So that’s a lot! And notice, its even simplified through the use of flake-utils. But it does come with some structure, which we will inspect more closely now.

So what do we see here?

Pure imports

In flake mode nix expects the flake files to only contain the top level attributes description::string, inputs::set , outputs::{inputs..}->set. Notice, flakes are not a function at the top level anymore.
What does that imply? First, there are no arguments to be given by command line (via –arg/–argstr). This means no nixpkgs attribute to be passed from a higher level. Instead, your dependencies are expected to be included in inputs you give. inputs is a set where each attribute is the identifier of one input.

The corresponding part in the above flake.nix is

  description = "Flake utils demo";

  inputs.nixpkgs.url = "github:nixos/nixpkgs";
  inputs.nur.url = "github:nix-community/NUR";
  inputs.flake-utils.url = "github:numtide/flake-utils";
  inputs.uikit-src = {
    url = "https://github.com/uikit/uikit/archive/v3.5.8.tar.gz";
    flake = false;
  };

Each of these input follows this structure:

inputs.<inputname> = {
  url = git+<url-to-git-repo>[?ref=****[&rev=****]]
      | (github|gitlab):<user>/<repo>[/<ref> | ?ref=****[&rev=****]];
      | <known-flake>[/<ref> | ?ref=****[&rev=****]]
      | /absolute/path
  flake = true | false; # default = true
}
Input url
use git+<url> to checkout a git repository at <url>
use /local/absolute/path to load a local source
use gitlab:<user>/<repo>/github:<user>/<repo> to shortcut gitlab or github repositories
use <known-flake> to shortcut to a globally defined alias
known-flake
nix will manage a registry of named flakes that can be included as is and are a shortcut to another repo

by default following global registry items are defined in this repo and available in every nix installation:

global flake:blender-bin github:edolstra/nix-warez
global flake:dwarffs github:edolstra/dwarffs
global flake:hydra github:NixOS/hydra
global flake:nimble github:nix-community/flake-nimble
global flake:nix github:NixOS/nix
global flake:nixops github:NixOS/nixops
global flake:nixos-hardware github:NixOS/nixos-hardware
global flake:nixos-homepage github:NixOS/nixos-homepage/flake
global flake:nur github:nix-community/NUR
global flake:nixpkgs/release-19.09 github:edolstra/nixpkgs/release-19.09
global flake:nixpkgs github:NixOS/nixpkgs
global flake:templates github:NixOS/templates
global flake:patchelf github:NixOS/patchelf
read more about registry on the wiki
Specifying a commit or branch
by default, the main branch of the repository pointed to will be used as to provide the dependency flake.
Nix will also update dependencies to the latest commit on nix flake update calls
to pin repositories to a certain commit or override the default branch append a ?ref=commit-ref or ?<branch> respectively
Non flake inputs
nix will try to interpret inputs as flakes, to suppress that, set <inputname>.flake = false
Overriding dependency inputs
traditionally, if one wanted a dependency to use a certain nixpkgs version (i.e. to make use of binary caches) one would specify a certain nixpkgs argument while import’ing. Flakes allow the same thing by setting inputs.<inputname>.inputs.<inputname>.follows = <local inputsname>

If using a <known-flake> nix will not use your respective channel even if one with the same name such as nixpkgs exists.

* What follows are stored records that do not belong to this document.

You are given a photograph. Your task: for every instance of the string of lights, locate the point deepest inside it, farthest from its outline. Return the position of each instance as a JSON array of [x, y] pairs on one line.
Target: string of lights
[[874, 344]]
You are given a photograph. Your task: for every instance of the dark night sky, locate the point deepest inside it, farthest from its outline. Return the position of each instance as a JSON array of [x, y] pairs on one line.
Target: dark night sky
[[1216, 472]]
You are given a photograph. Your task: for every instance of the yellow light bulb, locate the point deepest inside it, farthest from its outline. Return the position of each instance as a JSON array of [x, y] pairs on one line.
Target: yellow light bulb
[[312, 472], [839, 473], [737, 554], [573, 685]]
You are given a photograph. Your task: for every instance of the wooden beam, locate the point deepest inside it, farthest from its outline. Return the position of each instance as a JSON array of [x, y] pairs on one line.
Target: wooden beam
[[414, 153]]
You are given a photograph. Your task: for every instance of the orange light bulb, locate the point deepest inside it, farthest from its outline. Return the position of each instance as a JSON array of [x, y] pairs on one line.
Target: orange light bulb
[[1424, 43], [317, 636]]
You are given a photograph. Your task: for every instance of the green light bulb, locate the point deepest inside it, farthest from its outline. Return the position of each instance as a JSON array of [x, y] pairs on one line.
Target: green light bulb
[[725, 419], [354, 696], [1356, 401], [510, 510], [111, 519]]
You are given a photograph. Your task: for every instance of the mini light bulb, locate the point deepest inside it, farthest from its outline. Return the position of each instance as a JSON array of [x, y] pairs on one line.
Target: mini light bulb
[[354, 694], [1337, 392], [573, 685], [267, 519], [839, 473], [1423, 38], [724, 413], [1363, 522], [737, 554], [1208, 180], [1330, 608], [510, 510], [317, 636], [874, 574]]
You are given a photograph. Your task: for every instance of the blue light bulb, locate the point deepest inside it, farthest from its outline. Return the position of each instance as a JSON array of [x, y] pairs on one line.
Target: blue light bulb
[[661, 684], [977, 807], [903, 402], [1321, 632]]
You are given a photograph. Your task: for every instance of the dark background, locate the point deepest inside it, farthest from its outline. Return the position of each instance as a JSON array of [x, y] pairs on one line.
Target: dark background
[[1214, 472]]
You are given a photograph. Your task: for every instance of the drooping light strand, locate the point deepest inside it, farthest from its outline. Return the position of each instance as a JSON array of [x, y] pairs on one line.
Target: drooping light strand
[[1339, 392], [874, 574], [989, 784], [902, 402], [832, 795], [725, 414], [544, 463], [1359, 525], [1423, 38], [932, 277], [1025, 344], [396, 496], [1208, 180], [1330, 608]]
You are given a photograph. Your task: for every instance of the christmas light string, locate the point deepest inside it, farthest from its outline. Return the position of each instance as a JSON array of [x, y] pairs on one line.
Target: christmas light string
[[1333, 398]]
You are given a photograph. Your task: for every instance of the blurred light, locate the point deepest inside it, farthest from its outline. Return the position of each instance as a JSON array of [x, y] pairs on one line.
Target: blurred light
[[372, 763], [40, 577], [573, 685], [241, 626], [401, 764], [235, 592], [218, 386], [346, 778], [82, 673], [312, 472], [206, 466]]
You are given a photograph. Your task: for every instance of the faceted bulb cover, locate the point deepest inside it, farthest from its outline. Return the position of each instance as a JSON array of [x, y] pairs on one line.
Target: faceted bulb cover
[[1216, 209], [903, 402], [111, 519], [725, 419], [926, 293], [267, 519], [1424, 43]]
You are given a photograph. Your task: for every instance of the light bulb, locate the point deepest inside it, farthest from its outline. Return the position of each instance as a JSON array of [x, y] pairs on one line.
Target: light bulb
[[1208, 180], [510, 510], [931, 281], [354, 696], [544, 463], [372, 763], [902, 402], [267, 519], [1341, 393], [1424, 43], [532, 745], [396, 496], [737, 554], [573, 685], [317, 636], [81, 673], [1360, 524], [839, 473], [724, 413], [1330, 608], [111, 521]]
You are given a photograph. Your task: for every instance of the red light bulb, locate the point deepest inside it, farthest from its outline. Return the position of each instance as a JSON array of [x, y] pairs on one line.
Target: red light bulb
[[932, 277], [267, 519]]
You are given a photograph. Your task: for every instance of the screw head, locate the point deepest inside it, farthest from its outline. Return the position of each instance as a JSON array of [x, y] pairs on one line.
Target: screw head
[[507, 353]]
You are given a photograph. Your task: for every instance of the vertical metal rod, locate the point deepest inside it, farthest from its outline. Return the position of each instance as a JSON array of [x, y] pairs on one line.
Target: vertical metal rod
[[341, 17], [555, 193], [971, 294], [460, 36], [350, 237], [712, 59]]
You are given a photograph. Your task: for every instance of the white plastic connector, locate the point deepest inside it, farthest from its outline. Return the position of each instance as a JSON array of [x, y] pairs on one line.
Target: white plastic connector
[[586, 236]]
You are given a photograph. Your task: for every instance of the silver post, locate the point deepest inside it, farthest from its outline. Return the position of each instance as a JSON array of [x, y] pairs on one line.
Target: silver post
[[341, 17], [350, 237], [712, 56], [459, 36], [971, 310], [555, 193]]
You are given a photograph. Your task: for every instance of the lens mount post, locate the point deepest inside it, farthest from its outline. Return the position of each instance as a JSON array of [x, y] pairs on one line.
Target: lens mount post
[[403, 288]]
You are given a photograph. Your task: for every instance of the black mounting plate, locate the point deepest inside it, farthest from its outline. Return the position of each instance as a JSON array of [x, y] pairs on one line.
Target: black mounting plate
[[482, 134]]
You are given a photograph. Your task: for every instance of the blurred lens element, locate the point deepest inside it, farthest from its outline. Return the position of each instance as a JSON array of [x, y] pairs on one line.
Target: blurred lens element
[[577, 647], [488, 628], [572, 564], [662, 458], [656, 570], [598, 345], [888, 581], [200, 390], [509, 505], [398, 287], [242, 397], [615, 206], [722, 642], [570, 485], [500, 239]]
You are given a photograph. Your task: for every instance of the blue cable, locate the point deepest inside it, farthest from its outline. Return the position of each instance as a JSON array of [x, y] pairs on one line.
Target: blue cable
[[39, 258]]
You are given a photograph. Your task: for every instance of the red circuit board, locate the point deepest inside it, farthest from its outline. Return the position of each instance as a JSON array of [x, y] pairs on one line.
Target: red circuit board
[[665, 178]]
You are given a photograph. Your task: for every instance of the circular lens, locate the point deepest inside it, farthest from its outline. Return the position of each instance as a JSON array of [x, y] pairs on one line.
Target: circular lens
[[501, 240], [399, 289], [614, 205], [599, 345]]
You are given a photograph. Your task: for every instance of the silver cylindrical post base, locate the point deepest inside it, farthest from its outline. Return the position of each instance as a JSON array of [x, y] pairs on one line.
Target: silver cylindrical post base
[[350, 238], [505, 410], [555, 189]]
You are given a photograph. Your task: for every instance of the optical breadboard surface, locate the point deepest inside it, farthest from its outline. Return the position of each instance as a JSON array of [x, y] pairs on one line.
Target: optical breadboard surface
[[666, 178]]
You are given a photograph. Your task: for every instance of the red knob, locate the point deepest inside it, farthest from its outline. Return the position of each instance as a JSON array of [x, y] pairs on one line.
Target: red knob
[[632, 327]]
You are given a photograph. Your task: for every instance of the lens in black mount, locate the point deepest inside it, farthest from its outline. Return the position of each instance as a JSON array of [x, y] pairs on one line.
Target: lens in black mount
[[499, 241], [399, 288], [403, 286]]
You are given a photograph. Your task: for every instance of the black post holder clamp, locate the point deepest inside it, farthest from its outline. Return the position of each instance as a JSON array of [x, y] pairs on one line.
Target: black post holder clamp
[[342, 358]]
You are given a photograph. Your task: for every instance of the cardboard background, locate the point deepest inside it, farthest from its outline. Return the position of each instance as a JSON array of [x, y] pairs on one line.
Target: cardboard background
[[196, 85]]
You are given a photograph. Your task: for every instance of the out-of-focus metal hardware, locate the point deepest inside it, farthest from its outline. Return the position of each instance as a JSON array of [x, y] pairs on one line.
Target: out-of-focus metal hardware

See also the reference below for more information and examples.

NOTE

Issues solved here:

  1. impure imports
  2. no ultimate way to pin nixpkgs
  3. no common (import) interface

First, a formal definition even a simple one as this alleviates us from the danger of importing dependencies impurely. All imports are formally defined and locked to a specific revision in the projects flake.lock file. By being able to also add a specific ref tag to inputs, this interface allows for intuitive pinning of dependencies. Finally, the way imports are specified and overridden is the same for all flakes, providing a familiar and unified interface.

So far so good, but we have only discussed about 10 lines of the flake s far…

Pure outputs

As mentioned above, nix flakes do not serve as top level function anymore. That does not mean there is no function involved. For flakes the output is the result of a function as well.

outputs = { self, nixpkgs, nur, flake-utils, uikit-src }:
  ...

This third and last attribute takes as arguments all the inputs defined earlier. But unlike classical nix approaches, only a certain set of attributes are allowed and expected as the result of this function.
An extensive list of output attributes is provided below.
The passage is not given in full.